Think of every critique you give as a double edged sword: you are building up a reserve of critique when you finally post your own story, and you are learning about the mechanics of storytelling at the same time. It's often far easier to take a distanced view of another person's story, since our emotions and ego aren't so wrapped up in it.

Note: Not all critiques are created equal, and there are several fine resources, right on WF, that will teach you the most effective and polite ways to go about it. Learn to give good crits and give them often. You won't regret it and your own stories will thank you.

_*2. .docs are problematic. *_

If you work in Microsoft Word, the proprietary .doc format contains embedded formatting that will freak out the forum's html based software when copy/pasted. You will also lose all of your indentations before paragraphs, resulting in a solid block of hard to read text rife with weird symbols.

While it's fine to work in .doc format (and many online markets accept it for submissions), before posting to WF you'll need to save as an .rtf or txt file. The first thing to do is make all paragraphs flush on the left edge of the page, and seperate them from each other by a single space. 

You'll then need to translate your formatting (italics, bold, etc.) into html code. Thankfully, html code is simple, and the forum software handily allows you a window to highlight and button press it into existence.

This should really only take you a few minutes, unless your formatting is really extensive. If you plan on posting to WF a lot, you may want to start originating your files in .rtf or txt and adding the html code as you go. As I said, it's really very simple and easy to learn.

_*3. Titles and byline.*_

Center your title and at least bold it. Titles are important and need to stand out from the rest of the text. I myself also underline and (using html code) enlarge the font somewhat for further seperation. This is a matter of taste, but it really does need to stand out.

I recommend always adding your byline, right below the title. It adds something authoratative to the story, and marks the story as a product of yourself. It's also the one little piece of ego-candy a writer always gets. 

If you don't want to use your real name in a public forum, simply use your screen name or come up with a suitable pen name. Either will work.

_*4. Font & Size*_

These are much more important than you'd think. The choice of font is the main factor in the visual appearance of your text. The choice of font size has a huge impact on readability.

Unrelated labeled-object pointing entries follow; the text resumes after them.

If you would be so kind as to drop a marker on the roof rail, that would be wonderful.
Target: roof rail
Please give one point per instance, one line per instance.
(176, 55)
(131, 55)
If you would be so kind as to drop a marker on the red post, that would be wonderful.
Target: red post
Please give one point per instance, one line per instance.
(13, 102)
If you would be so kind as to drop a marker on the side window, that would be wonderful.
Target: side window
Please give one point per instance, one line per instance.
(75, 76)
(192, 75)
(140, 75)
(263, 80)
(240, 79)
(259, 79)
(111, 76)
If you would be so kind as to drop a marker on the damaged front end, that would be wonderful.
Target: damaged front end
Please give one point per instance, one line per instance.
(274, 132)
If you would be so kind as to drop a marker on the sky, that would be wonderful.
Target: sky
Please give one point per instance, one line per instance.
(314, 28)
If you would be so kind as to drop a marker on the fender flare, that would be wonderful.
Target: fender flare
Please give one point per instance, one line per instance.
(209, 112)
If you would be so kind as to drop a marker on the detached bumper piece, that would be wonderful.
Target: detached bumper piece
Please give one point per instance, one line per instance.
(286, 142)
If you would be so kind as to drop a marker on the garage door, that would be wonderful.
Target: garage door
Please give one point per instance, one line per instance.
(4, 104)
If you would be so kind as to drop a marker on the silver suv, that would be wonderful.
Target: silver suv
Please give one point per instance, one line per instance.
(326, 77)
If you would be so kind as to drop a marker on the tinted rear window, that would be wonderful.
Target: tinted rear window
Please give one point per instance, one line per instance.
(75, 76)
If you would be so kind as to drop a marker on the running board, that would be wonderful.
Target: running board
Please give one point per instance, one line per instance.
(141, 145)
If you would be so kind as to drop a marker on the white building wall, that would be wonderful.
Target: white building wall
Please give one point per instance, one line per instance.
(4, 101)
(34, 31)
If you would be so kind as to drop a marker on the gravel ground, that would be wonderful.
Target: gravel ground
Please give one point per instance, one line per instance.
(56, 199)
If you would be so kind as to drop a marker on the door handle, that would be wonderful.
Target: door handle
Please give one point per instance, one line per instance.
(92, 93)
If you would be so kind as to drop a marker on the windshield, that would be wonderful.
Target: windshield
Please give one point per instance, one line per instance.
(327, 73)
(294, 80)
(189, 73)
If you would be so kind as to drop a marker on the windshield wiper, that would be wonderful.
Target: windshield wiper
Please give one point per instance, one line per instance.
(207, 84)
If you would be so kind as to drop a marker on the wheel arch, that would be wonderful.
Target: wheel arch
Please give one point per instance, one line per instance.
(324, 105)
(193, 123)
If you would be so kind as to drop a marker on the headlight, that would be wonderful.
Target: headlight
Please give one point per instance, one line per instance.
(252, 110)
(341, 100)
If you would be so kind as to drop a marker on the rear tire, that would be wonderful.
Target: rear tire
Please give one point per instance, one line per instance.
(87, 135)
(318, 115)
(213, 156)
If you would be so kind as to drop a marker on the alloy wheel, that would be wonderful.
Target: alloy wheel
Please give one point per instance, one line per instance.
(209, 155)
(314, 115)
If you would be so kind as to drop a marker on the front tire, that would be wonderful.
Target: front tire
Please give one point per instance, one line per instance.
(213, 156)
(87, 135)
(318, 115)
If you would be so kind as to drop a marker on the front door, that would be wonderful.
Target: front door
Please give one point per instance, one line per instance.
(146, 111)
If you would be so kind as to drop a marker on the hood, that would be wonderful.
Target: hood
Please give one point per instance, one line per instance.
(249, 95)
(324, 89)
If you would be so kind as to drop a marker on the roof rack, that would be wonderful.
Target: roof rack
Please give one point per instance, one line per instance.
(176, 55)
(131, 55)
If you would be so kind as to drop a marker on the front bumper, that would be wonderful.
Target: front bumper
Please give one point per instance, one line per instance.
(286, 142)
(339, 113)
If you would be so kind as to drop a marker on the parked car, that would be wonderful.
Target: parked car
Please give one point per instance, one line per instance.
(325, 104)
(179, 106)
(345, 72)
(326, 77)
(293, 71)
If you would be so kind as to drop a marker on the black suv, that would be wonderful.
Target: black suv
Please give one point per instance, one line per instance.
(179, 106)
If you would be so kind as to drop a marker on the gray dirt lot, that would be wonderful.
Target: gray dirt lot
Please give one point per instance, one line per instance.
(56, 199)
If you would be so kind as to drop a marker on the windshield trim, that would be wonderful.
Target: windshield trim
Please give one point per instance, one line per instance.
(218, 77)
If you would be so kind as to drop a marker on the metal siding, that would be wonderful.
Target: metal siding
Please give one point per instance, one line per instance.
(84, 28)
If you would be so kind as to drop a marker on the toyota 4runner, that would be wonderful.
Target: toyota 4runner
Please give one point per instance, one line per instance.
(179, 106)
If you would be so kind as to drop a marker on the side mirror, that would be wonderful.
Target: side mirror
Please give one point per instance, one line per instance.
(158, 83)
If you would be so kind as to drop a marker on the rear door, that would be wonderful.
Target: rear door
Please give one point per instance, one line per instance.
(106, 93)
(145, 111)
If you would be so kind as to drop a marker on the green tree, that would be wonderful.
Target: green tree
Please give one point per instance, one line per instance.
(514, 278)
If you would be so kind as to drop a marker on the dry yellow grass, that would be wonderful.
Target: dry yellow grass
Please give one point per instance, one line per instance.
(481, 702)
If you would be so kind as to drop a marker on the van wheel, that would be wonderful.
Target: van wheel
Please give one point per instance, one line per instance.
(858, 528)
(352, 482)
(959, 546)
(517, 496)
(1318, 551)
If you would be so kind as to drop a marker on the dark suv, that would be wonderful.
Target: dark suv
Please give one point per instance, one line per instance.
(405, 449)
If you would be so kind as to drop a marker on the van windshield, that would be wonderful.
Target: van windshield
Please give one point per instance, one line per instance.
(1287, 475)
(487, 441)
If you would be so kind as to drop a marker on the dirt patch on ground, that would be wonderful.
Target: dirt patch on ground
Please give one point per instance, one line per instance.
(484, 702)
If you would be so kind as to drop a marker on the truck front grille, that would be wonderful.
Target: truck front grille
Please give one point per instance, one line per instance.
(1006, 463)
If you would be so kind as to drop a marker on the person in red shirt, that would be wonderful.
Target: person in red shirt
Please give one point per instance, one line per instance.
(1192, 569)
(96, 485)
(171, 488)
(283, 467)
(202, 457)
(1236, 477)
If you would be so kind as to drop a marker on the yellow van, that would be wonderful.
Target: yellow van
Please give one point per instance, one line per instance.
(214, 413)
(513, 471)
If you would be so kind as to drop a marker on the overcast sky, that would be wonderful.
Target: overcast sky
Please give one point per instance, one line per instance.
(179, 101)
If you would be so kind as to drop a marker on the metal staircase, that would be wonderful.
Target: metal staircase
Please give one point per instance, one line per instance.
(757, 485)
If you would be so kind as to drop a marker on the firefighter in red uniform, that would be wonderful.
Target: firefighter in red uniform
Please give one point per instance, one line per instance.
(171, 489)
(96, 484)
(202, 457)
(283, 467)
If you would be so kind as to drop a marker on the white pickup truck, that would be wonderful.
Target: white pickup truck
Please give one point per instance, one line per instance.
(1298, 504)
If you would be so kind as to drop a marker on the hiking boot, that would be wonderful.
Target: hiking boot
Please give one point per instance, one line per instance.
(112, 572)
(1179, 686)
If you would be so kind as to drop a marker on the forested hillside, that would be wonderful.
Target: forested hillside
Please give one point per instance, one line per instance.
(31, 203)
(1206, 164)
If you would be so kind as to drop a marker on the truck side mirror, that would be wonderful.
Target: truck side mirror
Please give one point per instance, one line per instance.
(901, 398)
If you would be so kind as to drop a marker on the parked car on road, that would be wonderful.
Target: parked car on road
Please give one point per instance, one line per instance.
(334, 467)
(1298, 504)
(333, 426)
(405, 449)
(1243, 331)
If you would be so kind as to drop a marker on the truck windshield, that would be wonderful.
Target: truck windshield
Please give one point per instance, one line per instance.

I prefer serif fonts, finding them smoother and more flowing than the sans serif variety. I feel you should use a somewhat subdued rather than flashy font. Courier New is more or less the industry standard when it comes to submissions, though Times New Roman is making some headway in replacing it. Georgia, Palatino Linotype, MS Serif, Sylfaen and Trebuchet are also good choices. Some people prefer the sans serif fonts, though I find them harder on the eye. Once again, this is mostly a matter of personal taste, but one that should be considered fully.

The font size should be comfortably readable but not overlarge. Between 12 and 16 is a good rule of thumb, but be aware that the font size varies between font types. Some pre-posting experimentation is recommended.

Note that no matter the font type you use in your original, you have to set the type and size when you post it, or WF will display your story in the default font. This is a simple matter of two html-code tags, or just highlighting all the text and choosing a font and size from the dropdown menus in the main posting window.

_*5. Author's Notes*_

If your story contains profanity, violence, sexual situations, drug use or other possibly upsetting subject matter (even if it complies with WF policy on such matters), it's best to warn would be readers beforehand. The forum has its own dedicated html code tag to do this. It's the polite thing to do and saves you from making more sensitive readers angry. Please note that quite a few younger members also frequent the forum.

You may also want to request a specific form of critique or ask the critiquer to concentrate on a certain aspect of the story. This is acceptable, but don't be upset if you get a general critique instead of the focused attention you wanted.

_*6. Make your own effort and remember theirs.*_

You should clean your story of spelling and grammar errors before posting. You won't catch them all, but you'll be grateful to the sharp eyes that find them for you.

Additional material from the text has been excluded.